What your employee surveys aren’t telling you about working parents
It's often said that what gets measured gets managed, but when it comes to working parents, many organisations simply don't measure at all. Employee surveys regularly touch on employee engagement, belonging and wellbeing, and yet in my experience, few ask about the specific experience of returning from maternity leave or the ongoing realities of working parenthood.
This is a gap worth paying attention to because broad wellbeing questions can tell you how someone is feeling in general terms, but they rarely uncover what's actually happening beneath that feeling. A maternity returner who scores low on a generic wellbeing question could be dealing with a dozen different issues from childcare logistics to a loss of confidence to a manager who hasn't adjusted expectations since she left. Without specific questions, all of that nuance gets flattened into a single number that tells you something is wrong without telling you what.
The transition back to work after maternity leave is one of the most significant professional moments in a person's career and it's also one of the most consistently overlooked in organisational data. Women returning often experience a real shift in identity and confidence, not because they've become less capable, but because they're navigating a version of their working life that looks and feels different from the one they left. If employer surveys aren't asking about this transition directly, you're relying on returners to volunteer information that many assume they have to keep to themselves.

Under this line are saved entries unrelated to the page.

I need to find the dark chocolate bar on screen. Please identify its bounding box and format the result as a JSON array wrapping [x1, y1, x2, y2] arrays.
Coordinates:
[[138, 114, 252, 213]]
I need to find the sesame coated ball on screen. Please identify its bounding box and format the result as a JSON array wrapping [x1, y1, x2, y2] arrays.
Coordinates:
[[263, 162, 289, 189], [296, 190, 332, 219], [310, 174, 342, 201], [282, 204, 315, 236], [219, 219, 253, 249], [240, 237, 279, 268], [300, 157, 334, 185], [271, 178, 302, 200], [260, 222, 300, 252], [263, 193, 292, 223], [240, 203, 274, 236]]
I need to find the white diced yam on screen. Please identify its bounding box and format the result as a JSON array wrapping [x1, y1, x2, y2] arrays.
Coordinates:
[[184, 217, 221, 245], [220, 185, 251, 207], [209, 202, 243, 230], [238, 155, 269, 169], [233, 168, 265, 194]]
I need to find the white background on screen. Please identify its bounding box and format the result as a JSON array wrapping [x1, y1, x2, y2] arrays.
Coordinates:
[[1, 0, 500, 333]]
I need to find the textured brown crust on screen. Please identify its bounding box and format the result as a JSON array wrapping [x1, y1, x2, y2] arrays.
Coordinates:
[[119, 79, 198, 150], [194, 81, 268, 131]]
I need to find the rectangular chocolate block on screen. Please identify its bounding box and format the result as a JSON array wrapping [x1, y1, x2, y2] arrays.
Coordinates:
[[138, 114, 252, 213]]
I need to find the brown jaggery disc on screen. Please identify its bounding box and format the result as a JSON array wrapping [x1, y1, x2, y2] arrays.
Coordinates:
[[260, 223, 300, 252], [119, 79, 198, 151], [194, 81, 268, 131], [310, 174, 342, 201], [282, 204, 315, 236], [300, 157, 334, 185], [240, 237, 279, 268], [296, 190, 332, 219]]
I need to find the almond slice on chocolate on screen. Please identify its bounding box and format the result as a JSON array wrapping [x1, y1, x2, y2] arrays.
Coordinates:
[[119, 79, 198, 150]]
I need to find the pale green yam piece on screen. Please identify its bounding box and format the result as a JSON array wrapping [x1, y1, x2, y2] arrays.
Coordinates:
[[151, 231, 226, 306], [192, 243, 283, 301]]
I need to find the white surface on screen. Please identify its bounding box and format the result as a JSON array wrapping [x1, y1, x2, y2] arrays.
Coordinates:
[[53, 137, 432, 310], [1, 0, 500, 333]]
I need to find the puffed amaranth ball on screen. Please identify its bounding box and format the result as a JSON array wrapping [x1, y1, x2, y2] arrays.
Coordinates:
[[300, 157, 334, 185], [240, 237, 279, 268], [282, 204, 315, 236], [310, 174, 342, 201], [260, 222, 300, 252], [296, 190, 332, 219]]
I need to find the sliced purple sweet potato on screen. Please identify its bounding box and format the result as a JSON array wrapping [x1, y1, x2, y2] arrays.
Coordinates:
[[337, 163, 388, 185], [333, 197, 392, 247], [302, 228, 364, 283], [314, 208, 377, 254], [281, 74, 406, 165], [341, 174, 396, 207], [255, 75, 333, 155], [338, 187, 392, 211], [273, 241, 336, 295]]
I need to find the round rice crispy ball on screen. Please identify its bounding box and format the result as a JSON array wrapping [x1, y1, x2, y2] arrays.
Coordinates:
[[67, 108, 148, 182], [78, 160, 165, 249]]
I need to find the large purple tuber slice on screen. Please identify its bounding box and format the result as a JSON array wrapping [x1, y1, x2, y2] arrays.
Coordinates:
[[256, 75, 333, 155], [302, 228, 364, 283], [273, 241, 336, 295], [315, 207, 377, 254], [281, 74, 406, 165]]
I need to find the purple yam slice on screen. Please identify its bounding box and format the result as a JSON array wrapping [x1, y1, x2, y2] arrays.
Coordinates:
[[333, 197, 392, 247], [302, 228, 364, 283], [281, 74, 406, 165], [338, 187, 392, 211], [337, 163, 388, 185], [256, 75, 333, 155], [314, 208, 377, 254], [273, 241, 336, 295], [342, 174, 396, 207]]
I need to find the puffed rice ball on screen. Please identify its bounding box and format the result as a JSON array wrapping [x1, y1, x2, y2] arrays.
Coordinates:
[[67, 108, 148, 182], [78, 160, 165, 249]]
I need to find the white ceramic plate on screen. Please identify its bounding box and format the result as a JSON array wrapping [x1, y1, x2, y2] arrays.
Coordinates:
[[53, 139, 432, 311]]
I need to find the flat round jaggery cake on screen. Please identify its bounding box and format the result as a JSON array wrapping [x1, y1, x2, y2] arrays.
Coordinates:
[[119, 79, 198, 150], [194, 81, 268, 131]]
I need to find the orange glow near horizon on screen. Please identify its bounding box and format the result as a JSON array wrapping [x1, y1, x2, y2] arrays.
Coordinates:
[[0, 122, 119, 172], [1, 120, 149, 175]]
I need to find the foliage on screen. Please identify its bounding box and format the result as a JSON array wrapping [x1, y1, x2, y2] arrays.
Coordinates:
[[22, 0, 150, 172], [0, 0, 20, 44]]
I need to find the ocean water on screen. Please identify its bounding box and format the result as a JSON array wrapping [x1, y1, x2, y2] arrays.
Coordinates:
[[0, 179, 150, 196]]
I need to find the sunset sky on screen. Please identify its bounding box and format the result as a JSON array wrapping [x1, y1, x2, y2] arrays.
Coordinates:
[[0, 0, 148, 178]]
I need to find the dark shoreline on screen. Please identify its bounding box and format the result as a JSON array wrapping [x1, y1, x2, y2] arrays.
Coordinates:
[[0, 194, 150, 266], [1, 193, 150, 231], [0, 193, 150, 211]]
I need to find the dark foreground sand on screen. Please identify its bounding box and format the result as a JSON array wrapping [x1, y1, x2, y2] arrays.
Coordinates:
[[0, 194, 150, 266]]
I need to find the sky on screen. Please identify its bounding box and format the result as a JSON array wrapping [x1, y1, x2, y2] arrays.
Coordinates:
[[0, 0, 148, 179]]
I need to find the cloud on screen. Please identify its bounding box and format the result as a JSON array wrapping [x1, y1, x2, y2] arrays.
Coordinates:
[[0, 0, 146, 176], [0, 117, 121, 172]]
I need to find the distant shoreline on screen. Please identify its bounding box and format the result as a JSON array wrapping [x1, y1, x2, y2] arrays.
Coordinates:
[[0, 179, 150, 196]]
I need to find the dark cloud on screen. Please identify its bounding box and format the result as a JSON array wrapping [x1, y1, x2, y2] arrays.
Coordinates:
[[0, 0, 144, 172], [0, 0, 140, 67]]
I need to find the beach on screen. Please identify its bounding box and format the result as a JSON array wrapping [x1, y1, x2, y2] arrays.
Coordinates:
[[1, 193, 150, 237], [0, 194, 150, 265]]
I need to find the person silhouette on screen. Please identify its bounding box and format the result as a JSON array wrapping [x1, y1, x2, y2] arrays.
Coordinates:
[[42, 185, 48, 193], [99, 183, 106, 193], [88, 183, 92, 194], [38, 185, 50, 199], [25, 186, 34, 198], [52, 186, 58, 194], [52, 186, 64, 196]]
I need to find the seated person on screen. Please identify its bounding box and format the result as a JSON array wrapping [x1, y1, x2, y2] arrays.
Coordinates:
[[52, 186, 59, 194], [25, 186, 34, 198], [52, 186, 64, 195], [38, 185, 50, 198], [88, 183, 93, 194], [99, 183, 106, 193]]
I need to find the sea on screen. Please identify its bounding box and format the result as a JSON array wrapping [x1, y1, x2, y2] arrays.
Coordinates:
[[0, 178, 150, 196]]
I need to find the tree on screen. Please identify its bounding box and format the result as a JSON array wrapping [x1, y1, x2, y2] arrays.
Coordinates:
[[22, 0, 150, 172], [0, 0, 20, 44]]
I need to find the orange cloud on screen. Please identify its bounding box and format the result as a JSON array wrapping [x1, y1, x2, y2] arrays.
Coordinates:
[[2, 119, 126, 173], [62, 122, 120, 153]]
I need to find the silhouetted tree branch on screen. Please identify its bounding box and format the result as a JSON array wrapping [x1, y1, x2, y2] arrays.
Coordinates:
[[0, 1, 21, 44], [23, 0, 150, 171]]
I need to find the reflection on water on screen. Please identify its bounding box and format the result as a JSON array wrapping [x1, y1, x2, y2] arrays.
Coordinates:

There's a genuine business case for closing this gap because understanding what people experience during key transitions like maternity leave gives you data that shapes culture rather than just describing it. It can help you spot where your family-friendly policies look good on paper but aren't landing in practice. It can highlight whether your flexible working offer is actually being used, or whether people feel unable to take it up without professional cost. Finally, over time, it can help you understand whether your organisation is genuinely retaining and progressing women through these transitions or quietly losing them a year or two later when the data would show it, if you were collecting it.
This doesn't require an overhaul of your entire employee engagement survey, it just requires a handful of specific, well-considered questions aimed at the people going through this transition right now, alongside a willingness to look honestly at what the answers tell you. Ask returners how prepared they felt for their first weeks back. Ask working parents whether they feel able to raise flexibility needs without it affecting how they're perceived. Ask what support existed and what didn't.
The organisations that get ahead of this aren't necessarily the ones with the most generous policies on paper. They're the ones willing to ask the questions that reveal whether those policies are working for the people they're meant to serve.
Do your employee surveys currently capture the experience of maternity returners and working parents? If not, that absence is itself a data point worth exploring internally.